Le concept de transplantation de tête, autrefois relégué au domaine de la science-fiction, suscite un regain d'intérêt de la part des défenseurs de l'extension de la vie et des startups de la Silicon Valley, malgré le scepticisme entourant sa faisabilité. Le neurochirurgien italien Sergio Canavero, qui s'est fait connaître en 2017 pour avoir affirmé avoir transplanté avec succès des têtes entre des cadavres en Chine, défend depuis longtemps cette procédure comme une solution potentielle pour les personnes souffrant de maladies invalidantes ou celles qui recherchent une extension radicale de la vie.
Les premières affirmations et les techniques proposées par Canavero impliquaient de sectionner la moelle épinière du receveur et du corps du donneur, de fusionner la tête au nouveau corps à l'aide de polyéthylène glycol pour encourager la régénération de la moelle épinière, puis d'employer des semaines de coma induit pour faciliter la guérison. Ces propositions ont suscité une vive controverse au sein de la communauté médicale, de nombreux experts mettant en doute les implications éthiques et la validité scientifique de l'approche. Le Chicago Tribune, par exemple, a surnommé Canavero le "P.T. Barnum de la transplantation", reflétant un doute généralisé quant à ses affirmations et à ses méthodes.
Malgré les critiques et son départ ultérieur de l'hôpital Molinette de Turin, où il a travaillé pendant 22 ans, Canavero reste un fervent partisan de la transplantation de tête. "Je suis un homme en dehors des institutions. Je dois dire que cela a rendu les choses plus difficiles", a déclaré Canavero, reconnaissant les défis auxquels il est confronté pour faire accepter ses idées. Il soutient qu'aucune autre solution viable au vieillissement n'est actuellement en vue, ce qui rend les approches radicales comme la transplantation de tête dignes d'être explorées.

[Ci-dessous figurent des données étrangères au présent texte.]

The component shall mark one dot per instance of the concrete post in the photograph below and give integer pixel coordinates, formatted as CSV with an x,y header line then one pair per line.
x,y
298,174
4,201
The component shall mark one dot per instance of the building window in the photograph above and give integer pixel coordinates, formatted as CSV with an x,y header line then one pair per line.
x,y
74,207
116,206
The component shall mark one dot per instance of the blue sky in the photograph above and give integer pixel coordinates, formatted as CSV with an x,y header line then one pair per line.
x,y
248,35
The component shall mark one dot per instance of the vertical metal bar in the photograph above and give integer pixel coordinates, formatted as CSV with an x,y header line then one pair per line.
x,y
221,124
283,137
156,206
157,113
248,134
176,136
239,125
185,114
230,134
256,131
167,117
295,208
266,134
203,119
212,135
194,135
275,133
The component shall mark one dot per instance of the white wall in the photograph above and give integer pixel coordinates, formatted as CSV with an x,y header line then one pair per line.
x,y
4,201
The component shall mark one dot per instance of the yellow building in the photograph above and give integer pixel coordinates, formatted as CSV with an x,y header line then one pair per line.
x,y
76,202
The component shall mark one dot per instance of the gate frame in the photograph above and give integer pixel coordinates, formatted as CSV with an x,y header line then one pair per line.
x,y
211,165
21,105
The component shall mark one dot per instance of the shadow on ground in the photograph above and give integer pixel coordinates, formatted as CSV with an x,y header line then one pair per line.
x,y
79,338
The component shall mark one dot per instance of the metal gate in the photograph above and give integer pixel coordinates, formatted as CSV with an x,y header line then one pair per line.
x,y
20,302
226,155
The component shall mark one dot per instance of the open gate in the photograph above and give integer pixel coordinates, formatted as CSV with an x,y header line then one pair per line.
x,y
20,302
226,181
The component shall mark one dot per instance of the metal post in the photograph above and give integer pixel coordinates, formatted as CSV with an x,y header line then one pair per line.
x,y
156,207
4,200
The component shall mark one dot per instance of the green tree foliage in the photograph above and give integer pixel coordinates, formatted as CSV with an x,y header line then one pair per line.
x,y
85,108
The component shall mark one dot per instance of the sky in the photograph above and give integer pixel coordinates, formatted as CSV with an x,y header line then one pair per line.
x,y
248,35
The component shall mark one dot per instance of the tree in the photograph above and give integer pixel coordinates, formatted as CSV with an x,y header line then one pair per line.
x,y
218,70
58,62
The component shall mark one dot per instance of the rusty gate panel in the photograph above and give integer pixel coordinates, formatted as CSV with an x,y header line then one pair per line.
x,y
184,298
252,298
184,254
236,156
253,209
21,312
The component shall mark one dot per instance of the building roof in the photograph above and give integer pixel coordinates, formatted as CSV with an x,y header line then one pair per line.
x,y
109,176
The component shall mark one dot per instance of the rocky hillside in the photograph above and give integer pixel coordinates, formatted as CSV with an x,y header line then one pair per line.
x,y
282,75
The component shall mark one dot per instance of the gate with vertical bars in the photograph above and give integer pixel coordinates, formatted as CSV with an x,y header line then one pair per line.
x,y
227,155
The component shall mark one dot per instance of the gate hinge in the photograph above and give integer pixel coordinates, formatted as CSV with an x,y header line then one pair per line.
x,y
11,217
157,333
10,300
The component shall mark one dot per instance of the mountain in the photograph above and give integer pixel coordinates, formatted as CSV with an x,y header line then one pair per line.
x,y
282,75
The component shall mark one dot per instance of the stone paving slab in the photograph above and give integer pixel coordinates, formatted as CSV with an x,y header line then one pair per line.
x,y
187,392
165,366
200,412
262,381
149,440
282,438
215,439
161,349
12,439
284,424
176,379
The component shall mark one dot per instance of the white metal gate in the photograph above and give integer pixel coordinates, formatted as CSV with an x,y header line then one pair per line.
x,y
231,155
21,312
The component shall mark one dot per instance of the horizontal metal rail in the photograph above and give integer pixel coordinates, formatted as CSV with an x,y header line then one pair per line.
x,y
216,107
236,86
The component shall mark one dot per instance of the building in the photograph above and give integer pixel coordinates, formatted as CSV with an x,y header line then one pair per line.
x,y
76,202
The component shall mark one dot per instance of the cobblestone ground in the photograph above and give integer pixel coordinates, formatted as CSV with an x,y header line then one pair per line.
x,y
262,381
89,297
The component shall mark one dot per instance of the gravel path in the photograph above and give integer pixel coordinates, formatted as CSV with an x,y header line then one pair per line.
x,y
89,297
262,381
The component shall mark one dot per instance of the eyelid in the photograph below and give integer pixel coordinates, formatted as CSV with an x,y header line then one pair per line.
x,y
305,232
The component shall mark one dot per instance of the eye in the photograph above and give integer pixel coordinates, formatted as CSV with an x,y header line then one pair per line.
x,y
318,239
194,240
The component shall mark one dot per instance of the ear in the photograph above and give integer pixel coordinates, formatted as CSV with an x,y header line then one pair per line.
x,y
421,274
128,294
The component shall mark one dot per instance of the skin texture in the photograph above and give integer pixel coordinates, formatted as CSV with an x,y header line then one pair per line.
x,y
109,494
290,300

La procédure, si elle était un jour réalisée avec succès sur un être humain vivant, nécessiterait une équipe hautement spécialisée de chirurgiens, de neuroscientifiques et de bio-ingénieurs. Le "chirurgien de la transplantation de tête" du futur aurait besoin d'une expertise en microchirurgie, en réparation de la moelle épinière, en immunosuppression et en réadaptation postopératoire. En outre, les progrès dans des domaines tels que la régénération nerveuse et les interfaces cerveau-ordinateur seraient probablement essentiels pour améliorer les résultats pour les patients et leur qualité de vie.
Les considérations éthiques entourant la transplantation de tête sont importantes. Les questions relatives à l'identité, à la conscience et au potentiel de traumatisme psychologique devraient être abordées. Les effets à long terme des médicaments immunosuppresseurs, nécessaires pour prévenir le rejet du nouveau corps, constituent également une préoccupation importante.
Bien que la réalisation pratique de la transplantation de tête reste incertaine, l'intérêt continu des chercheurs et des investisseurs suggère que le domaine pourrait continuer à évoluer. Reste à déterminer si elle deviendra une option médicale viable ou si elle restera une possibilité théorique.